It’s a done deal. Omnicom & Publicis to merge

28 Jul,2013

 

By A Correspondent

 

The Omnicom Group Inc and Publicis Groupe SA announced on Sunday evening India time that they  have signed a definitive agreement for a merger of equals, creating the world’s leading company in communications, advertising, marketing and digital services, with combined 2012 revenue of $22.7 billion / €17.7 billion. Based on closing prices on July 26, 2013, Publicis Omnicom Group will have a combined equity market  capitalization of approximately $35.1 billion / €26.5 billion.

 

The merged group of more than 130,000 employees will be exceptionally well positioned to serve clients’ evolving needs, helping them to build their brands and grow their businesses in the  rapidly changing communications landscape, notes a communiqué.

 

The combination, which has been unanimously approved by the Boards of Directors of both companies, brings together leading agency brands as BBDO, Saatchi & Saatchi, DDB, Leo Burnett, TBWA, Razorfish, Publicis Worldwide, Fleishman Hillard, DigitasLBi, Ketchum, StarcomMediaVest, OMD, BBH, Interbrand, MSLGROUP, RAPP, Publicis Healthcare Communications Group (PHCG), Proximity, Rosetta, CDM, ZenithOptimedia and Goodby, Silverstein & Partners amongst others.

 

Said Maurice Lévy, Chairman and CEO of Publicis Groupe, said: “The communication and marketing landscape has undergone dramatic changes in recent years including the exponential development of new media giants, the explosion of Big Data, blurring of the roles of all players and profound changes in consumer behaviour. This evolution has created both great challenges and tremendous opportunities for clients. John and I have conceived this merger to benefit our clients by bringing together the most comprehensive offering of analogue and digital services. Equally important, it will offer our talented people new avenues for growth and success at the crossroads of strategic intelligence, creativity, science and technology.”

 

And this is what John Wren, CEO of Omnicom, said: “Both Maurice and I believe this new company reflects our vision of  retaining the best talent, attracting an incredible roster of clients and leading innovation. Omnicom and Publicis Groupe are reshaping the industry by setting a new standard for supporting clients with integrated messaging across marketing disciplines and geographies. This combination will enable us to leverage the skills of our exceptionally talented people,our broad product offering, enhanced global footprint, and tremendous roster of global and local clients.
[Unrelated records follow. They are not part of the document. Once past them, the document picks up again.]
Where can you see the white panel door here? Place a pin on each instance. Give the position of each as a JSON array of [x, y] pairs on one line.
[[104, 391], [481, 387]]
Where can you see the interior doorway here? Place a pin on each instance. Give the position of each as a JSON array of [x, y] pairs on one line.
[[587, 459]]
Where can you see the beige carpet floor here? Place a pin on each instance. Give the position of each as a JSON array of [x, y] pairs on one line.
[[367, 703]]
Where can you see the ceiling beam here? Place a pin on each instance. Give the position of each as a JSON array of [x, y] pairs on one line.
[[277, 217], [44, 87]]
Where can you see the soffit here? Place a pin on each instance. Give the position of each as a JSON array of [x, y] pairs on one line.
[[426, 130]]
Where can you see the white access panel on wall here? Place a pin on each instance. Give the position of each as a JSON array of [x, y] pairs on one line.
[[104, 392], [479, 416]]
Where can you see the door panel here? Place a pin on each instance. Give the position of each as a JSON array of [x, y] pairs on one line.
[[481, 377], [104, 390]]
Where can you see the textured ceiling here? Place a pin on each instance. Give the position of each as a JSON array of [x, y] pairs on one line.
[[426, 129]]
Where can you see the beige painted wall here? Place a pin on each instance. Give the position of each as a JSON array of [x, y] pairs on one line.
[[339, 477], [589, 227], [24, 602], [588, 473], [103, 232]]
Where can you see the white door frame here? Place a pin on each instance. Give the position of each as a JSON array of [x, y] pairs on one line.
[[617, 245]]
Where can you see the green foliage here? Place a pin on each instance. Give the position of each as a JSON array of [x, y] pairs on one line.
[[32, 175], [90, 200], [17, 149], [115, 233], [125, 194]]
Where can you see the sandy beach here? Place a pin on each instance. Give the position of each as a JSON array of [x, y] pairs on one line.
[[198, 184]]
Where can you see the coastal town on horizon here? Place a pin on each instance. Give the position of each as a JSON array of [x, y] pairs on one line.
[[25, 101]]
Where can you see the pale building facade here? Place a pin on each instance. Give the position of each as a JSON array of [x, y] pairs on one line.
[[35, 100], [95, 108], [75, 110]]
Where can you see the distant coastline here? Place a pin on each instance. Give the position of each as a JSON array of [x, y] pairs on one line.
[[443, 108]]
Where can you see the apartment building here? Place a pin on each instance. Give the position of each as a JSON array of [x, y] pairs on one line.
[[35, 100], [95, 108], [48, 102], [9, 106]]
In short, we believe this is a merger that will set our new company on a path to accelerated growth, with long-term benefits for clients, employees and shareholders.”

 

Messrs Wren and Lévy said jointly: “For many years, we have had great respect for one another as well as for the companies we each lead. This respect has grown in the past few months as we have worked to make this combination a reality. We look forward to co-leading the combined company and are excited about what our people can achieve together for our clients and our shareholders.”

 

Publicis Omnicom Group has been structured with balanced corporate governance consistent with the spirit  of a merger of equals. Publicis Groupe and Omnicom’s CEOs will lead the company as co-CEOs through an  initial integration and development period of 30 months, following which Mr. Lévy will become non-executive Chairman and Mr. Wren will continue as CEO. The company will have a single-tier board with 16 members, consisting of the two co-CEOs and seven non-executive directors from each company.

 

For the first year following the closing of the transaction, Bruce Crawford, currently Omnicom Chairman, will be the non-executive Chairman of Publicis Omnicom Group. He will be succeeded by the current Publicis Groupe Chairperson, Elisabeth Badinter, as non-executive Chairperson for the second year following the closing of the transaction.

 

According to the communiqué, the future scalability and internal synergies of the combined company are expected to generate efficiencies of $500 million / €377 million. The transaction is a cross-border merger of equals under a holding company, Publicis Omnicom Group, in The Netherlands. The Group’s operational head offices will continue to be based in Paris and New York.

 

The transaction is subject to approval by the shareholders of both companies as well as numerous  regulatory approvals. It is expected to close in the fourth quarter of 2013 or the first quarter of 2014.